Thanks :thumbup: Z Ya!


----------



## craigqc (Feb 10, 2005)

wont fit. offset is wrong and the 350 has staggered rims (wider in rear). that whould look queer on the altima


----------



## Z_Factor (May 16, 2005)

craigqc said:


> wont fit. offset is wrong and the 350 has staggered rims (wider in rear). that whould look queer on the altima


I appreciate the feedback and maybe you are correct and it won't work (have you tried it or know of someone who has), however, I do disagree with your response that the 350 has staggered rims. This is true for the 17' wheels that come on the Base and Enthusiast models and the 18' wheels on the Track model. But the 18' wheels that come on the Performance and Touring model (six spoke) are the same offset (30mm) and width (8') at all four corners (I checked). So based on this info would it work now? Thanks again for the feedback. :thumbup: Z Ya!

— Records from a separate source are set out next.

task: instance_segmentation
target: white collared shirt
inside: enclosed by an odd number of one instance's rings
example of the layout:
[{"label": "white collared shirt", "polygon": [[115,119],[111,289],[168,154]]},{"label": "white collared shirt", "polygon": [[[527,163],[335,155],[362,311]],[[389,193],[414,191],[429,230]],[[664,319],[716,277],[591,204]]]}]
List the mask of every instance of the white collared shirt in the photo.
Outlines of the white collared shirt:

PS By the way I checked out your Altima at Cardomain and it is sick!


----------



## craigqc (Feb 10, 2005)

this has always been a battle on another forum i belong to. the offset is different. the altima you want a 40mm offset or as close to 40 as you can get. the Z's offset will cause a problem if put on the altima as far as ive heard. you are always welcome to try if you can live with doing the work though. 

thanks for the compliment. its always changing too!


----------



## Katana200sx (May 13, 2002)

since you have the wheels off of your own z already, why not just try them. bolt them to the altima and check for clearance issues with the calipers and such. then let us know what the outcome is :thumbup:


----------